Mais il est déjà 10 heures – le juge Shchasna entre dans la salle d’audience et celle-ci, qui devait commencer à 9h30, débute. Je passe 10 à 15 minutes à parler de l’épisode du 1er décembre 2014, à répondre aux questions. Puis le procureur lit le dossier d’un ton monotone: le procès-verbal de mon interrogatoire d’il y a dix ans, des documents de l’hôpital concernant ma blessure et le traitement hospitalier, une lettre de la rédaction de Tyzhden indiquant que j’effectuais un reportage en tant que journaliste dans la rue Bankova.

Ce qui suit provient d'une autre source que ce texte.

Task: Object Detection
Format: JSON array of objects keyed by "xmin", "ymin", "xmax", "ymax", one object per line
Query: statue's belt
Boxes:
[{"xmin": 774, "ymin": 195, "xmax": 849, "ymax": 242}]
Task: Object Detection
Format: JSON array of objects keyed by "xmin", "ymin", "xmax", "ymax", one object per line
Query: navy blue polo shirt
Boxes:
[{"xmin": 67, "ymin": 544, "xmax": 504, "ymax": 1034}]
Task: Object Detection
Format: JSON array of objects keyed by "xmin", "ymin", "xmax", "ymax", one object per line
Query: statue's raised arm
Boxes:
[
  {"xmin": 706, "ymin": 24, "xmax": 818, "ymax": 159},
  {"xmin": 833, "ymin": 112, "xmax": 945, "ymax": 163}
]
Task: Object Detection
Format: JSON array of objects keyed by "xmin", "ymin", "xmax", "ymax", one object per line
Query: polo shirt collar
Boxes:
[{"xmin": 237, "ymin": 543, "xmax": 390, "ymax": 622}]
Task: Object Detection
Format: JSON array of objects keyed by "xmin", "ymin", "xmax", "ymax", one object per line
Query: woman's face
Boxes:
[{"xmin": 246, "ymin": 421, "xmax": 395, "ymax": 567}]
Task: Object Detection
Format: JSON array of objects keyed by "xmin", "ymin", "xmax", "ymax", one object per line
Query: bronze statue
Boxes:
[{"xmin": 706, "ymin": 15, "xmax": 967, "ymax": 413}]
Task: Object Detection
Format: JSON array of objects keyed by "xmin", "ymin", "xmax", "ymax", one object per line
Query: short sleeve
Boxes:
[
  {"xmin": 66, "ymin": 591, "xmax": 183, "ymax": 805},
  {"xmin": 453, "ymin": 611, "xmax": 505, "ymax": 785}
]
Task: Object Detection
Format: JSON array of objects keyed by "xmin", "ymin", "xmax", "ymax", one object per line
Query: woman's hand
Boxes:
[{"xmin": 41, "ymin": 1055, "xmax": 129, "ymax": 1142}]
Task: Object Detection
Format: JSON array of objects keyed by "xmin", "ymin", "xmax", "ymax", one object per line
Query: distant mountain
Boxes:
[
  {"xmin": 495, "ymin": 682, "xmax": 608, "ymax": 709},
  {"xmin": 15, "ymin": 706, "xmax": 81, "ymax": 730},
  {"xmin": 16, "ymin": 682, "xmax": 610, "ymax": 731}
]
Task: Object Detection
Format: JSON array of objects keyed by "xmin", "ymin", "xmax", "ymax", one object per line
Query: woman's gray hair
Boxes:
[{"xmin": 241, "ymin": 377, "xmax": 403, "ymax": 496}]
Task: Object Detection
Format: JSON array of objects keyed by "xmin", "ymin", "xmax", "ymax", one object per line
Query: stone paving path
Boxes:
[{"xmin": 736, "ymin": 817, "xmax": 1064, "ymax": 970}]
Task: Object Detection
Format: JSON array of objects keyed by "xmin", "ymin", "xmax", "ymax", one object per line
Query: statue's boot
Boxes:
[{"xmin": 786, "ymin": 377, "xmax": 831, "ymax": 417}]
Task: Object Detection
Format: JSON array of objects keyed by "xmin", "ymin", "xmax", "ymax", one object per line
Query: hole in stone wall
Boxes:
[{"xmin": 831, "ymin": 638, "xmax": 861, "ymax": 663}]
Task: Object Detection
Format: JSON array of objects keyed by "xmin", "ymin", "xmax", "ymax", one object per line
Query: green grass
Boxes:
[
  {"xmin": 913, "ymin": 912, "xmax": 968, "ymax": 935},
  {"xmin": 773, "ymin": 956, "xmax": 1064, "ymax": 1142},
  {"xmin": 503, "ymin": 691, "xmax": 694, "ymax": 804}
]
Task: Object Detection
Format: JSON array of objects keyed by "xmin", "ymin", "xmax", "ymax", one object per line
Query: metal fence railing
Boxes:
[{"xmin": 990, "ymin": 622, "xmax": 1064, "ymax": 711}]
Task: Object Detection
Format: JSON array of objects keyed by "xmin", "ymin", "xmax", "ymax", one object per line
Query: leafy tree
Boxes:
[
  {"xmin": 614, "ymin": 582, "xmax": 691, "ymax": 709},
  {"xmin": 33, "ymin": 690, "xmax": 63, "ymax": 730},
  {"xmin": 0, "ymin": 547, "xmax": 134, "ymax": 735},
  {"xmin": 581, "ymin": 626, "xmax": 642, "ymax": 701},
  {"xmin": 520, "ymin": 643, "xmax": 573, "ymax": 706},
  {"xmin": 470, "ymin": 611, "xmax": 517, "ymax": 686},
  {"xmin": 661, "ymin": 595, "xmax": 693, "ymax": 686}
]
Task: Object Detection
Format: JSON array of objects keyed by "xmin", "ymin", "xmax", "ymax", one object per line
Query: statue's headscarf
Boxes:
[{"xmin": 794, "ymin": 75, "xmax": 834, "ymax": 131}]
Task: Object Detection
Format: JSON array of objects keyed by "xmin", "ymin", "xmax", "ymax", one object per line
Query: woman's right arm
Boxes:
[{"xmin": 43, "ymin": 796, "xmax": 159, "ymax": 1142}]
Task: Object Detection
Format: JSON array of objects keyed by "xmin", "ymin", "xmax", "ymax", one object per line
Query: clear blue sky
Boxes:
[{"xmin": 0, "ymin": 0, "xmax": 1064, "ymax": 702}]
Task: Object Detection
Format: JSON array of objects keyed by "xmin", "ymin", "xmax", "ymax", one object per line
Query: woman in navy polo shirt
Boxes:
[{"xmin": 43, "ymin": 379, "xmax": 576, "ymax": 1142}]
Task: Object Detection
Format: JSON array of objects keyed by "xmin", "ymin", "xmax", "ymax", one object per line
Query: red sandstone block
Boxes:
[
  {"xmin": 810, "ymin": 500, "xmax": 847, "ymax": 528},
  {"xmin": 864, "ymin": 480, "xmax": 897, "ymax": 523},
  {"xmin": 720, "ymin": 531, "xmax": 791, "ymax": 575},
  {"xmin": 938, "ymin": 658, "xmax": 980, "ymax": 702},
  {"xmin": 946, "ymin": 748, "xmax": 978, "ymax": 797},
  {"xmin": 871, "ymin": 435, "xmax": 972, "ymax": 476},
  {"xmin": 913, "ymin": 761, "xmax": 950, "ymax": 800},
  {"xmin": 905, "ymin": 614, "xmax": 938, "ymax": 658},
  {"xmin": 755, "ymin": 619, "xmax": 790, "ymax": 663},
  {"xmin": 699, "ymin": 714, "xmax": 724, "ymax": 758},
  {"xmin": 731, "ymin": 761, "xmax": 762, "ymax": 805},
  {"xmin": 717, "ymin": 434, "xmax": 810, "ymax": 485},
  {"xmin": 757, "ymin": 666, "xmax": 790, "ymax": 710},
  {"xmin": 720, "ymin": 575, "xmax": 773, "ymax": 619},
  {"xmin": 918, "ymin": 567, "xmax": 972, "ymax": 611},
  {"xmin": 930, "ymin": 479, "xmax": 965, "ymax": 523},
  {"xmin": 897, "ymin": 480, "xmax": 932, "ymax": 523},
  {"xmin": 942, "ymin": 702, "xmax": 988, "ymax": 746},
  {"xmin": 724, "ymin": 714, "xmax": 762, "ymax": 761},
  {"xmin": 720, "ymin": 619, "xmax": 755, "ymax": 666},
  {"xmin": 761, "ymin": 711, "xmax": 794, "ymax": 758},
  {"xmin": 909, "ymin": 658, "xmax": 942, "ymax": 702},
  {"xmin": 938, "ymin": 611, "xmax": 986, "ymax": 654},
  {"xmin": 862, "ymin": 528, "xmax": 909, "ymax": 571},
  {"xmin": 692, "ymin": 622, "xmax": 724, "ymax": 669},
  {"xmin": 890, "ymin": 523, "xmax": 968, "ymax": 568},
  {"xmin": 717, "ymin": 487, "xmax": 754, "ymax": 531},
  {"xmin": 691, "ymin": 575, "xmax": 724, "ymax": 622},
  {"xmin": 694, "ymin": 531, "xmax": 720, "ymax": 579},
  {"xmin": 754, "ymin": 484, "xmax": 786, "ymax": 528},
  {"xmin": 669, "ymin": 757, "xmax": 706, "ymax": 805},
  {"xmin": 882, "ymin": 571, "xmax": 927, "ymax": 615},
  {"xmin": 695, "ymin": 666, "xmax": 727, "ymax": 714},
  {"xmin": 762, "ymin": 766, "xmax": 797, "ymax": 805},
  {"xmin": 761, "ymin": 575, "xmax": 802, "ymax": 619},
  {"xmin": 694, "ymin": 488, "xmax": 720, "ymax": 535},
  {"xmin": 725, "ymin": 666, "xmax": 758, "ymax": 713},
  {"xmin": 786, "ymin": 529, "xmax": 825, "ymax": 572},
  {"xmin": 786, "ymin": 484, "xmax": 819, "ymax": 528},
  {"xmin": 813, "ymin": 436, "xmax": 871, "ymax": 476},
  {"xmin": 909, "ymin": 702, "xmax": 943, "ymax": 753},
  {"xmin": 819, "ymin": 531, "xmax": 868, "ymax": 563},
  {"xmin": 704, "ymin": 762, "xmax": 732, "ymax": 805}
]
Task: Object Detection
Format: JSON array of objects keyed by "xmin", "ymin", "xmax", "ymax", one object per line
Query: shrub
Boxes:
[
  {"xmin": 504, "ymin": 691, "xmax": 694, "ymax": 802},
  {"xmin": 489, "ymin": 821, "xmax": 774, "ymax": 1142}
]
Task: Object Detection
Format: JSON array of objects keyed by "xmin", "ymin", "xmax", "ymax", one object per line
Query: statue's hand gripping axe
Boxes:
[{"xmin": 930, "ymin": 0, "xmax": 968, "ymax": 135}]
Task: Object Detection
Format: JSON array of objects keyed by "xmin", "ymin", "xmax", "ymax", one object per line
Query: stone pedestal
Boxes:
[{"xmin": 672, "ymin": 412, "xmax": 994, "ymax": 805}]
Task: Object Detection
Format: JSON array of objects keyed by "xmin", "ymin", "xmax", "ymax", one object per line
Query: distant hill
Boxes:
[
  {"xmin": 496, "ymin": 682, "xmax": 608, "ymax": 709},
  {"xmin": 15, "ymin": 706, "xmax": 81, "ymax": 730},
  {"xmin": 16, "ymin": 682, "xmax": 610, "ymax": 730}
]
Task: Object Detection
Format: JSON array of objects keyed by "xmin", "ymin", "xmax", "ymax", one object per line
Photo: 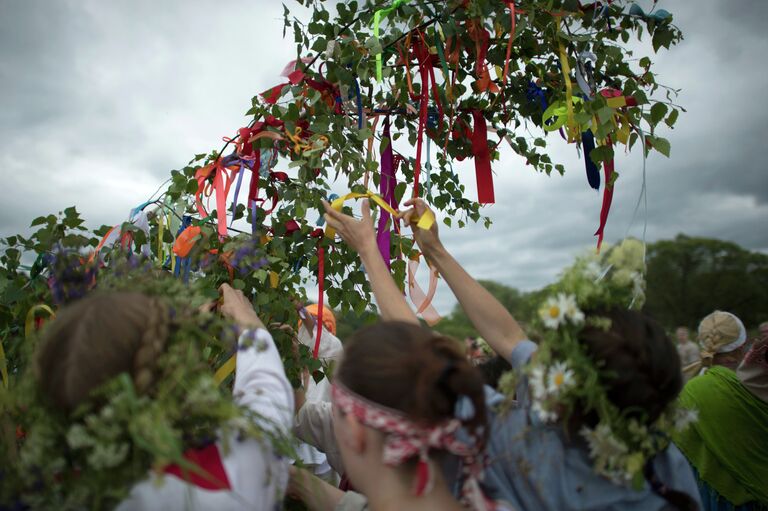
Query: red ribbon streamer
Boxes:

« Valeria Burlakova est actuellement dans la zone de l’opération anti-terroriste, et je suis en congé, de suite j’ai l’intention de démissionner et de rejoindre l’un des bataillons de volontaires », lit le procureur dans les dernières lignes de la lettre du rédacteur en chef. Je souris involontairement. Ce sont déjà de bons souvenirs. Il s’agit de la capacité acquise de se défendre, qui reste en nous. Qui devrait rester en nous pour toujours. Et dans le domaine juridique également.

Le juge ajoute ce que le procureur a lu au dossier, s’excuse et ajourne rapidement l’audience – il y a d’autres affaires, plus urgentes.

« Les tribunaux ont classé sept affaires relatives à Maïdan pour cause de prescription », annonce à nouveau la radio dans la voiture. « Dans quatre cas, des requêtes visant à les classer pour la même raison sont en cours d’examen. Soixante-neuf autres affaires de Maïdan risquent de tomber sous le coups de l’expiration du délai de prescription ».